今まで何度も失敗して身に染みているというのに、何たる失態。僕は慌てて無線機を耳から外して、声の聴こえる位置に構え直す。
『あと何人』
「な、七人です!僕の近くにいます」
『……ふーん、そっかそっか了解。今行くわ』
「え、ちょっと先輩……!あぁ、もう……」
出来るだけ事務的にと心がけたけれど、その努力も虚しく声は上ずったし軽く吃った。
その焦りはやはり向こう側にも伝わってしまったようで、随分と機嫌のよさそうな声と共に通信が切られた。
……最悪の展開である。あの態度、もう嫌な予感しかしない
会社から支給される無線機は無駄に有能で、彼の小さな息遣いや微かな声色の変化を鮮明に拾い上げてしまう。
まるで本人が耳元で喋っているかのような臨場感は、本当に、切実に心臓に悪くって。
普段ならまだ良いのだけれど、戦闘後の興奮状態の時のあの人は、男の僕でさえ変な気分になる程の色気を醸し出しているのだ。
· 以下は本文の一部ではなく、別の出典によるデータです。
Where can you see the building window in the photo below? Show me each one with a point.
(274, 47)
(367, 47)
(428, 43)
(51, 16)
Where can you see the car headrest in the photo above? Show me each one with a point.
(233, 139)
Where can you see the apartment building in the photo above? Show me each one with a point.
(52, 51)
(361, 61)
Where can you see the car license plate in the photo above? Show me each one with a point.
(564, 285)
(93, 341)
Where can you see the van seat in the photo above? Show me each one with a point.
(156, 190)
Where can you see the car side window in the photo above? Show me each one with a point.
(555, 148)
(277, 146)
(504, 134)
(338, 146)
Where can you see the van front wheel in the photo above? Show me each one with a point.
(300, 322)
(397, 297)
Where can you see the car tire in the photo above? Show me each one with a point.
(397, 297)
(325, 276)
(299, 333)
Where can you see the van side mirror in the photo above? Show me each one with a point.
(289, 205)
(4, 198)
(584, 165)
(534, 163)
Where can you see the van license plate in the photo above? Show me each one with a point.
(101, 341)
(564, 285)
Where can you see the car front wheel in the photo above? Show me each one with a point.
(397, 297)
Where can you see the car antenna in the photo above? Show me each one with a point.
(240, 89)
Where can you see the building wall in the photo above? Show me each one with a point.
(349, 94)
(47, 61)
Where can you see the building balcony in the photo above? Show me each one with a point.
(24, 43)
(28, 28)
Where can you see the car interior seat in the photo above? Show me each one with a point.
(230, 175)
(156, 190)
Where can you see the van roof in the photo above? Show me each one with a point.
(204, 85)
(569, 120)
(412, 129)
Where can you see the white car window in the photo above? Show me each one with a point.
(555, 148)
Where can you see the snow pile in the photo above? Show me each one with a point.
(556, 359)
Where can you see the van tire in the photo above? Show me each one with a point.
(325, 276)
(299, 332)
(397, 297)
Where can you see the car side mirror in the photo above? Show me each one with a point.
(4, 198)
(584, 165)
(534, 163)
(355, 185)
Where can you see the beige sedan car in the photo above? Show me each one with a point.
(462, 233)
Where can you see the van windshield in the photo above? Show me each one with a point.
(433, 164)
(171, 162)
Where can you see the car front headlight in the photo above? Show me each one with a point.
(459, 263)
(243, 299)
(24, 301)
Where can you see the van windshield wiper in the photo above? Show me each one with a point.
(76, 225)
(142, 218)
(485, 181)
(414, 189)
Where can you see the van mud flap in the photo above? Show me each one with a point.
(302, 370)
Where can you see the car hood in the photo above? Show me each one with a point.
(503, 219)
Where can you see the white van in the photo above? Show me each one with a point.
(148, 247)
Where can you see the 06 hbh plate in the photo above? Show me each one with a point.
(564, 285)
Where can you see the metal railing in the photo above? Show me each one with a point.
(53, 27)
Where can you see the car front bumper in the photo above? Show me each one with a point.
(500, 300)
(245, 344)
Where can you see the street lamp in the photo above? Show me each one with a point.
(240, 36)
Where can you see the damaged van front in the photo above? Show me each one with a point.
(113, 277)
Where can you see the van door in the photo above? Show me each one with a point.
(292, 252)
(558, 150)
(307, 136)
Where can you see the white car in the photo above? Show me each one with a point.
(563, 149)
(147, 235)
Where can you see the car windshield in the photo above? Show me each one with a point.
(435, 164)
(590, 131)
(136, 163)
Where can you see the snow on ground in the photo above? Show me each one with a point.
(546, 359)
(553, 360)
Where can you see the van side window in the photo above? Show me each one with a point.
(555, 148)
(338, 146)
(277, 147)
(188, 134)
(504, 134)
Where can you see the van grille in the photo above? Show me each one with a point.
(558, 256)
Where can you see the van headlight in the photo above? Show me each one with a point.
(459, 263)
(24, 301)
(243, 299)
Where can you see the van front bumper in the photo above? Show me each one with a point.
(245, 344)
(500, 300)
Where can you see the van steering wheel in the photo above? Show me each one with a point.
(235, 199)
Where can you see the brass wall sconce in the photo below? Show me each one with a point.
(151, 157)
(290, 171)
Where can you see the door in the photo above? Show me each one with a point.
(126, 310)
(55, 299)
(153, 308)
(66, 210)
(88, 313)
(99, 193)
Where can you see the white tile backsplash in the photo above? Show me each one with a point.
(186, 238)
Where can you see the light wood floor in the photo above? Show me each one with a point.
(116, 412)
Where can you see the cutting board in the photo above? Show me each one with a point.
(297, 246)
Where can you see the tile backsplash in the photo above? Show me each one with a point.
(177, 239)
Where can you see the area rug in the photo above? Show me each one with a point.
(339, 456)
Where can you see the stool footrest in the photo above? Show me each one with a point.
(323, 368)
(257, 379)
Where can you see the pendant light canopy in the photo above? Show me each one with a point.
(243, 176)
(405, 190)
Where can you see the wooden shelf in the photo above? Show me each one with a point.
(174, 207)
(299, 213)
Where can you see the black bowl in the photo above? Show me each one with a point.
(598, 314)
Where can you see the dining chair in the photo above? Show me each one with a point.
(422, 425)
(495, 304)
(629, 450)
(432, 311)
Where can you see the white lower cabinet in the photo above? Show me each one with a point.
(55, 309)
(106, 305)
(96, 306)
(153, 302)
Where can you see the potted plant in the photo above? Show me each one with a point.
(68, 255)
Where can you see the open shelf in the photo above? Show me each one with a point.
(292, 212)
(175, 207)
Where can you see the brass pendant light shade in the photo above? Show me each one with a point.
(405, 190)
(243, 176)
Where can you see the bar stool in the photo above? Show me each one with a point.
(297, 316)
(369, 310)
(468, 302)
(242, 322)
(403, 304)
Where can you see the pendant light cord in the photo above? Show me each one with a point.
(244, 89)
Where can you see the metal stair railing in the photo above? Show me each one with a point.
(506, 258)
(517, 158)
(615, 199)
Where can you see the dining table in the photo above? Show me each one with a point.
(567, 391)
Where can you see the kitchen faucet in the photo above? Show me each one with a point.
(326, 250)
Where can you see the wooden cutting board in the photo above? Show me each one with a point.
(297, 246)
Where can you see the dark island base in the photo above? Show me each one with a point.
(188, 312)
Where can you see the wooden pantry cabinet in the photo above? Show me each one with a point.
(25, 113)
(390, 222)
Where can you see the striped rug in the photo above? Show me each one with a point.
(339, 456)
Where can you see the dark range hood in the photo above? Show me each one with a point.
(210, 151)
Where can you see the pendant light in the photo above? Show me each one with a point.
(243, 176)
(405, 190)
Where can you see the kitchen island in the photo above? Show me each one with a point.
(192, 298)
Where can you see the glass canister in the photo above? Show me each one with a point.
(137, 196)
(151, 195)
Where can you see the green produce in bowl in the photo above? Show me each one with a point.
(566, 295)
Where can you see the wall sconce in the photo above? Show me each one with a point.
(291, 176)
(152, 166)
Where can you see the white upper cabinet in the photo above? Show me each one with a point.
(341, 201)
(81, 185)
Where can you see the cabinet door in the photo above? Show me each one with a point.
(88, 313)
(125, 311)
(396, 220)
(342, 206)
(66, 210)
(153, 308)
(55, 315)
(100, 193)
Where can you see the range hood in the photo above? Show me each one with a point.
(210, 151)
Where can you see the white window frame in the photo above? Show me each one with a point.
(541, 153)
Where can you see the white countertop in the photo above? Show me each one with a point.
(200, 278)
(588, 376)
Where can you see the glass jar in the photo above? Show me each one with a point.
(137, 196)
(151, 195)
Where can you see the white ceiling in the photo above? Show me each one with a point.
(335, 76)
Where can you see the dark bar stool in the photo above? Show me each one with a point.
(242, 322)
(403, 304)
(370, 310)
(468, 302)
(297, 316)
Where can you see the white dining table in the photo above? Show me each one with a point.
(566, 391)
何度か足腰に力入らず立てなくなった経験や、逆に立ってはいけない所が立ってしまった経験から、彼と無線で会話をする時は極力、支障の出ない位置まで耳から離すようにしている。
そして、この事がバレると決まってからかわれるので、本日も仕事終わりにいじられるのは確定事項だろう。
腰にクるってこういう事なんだなぁ、と僕は熱くなる顔にパタパタと風を送りながら自分の情けなさに小さくため息を吐いた。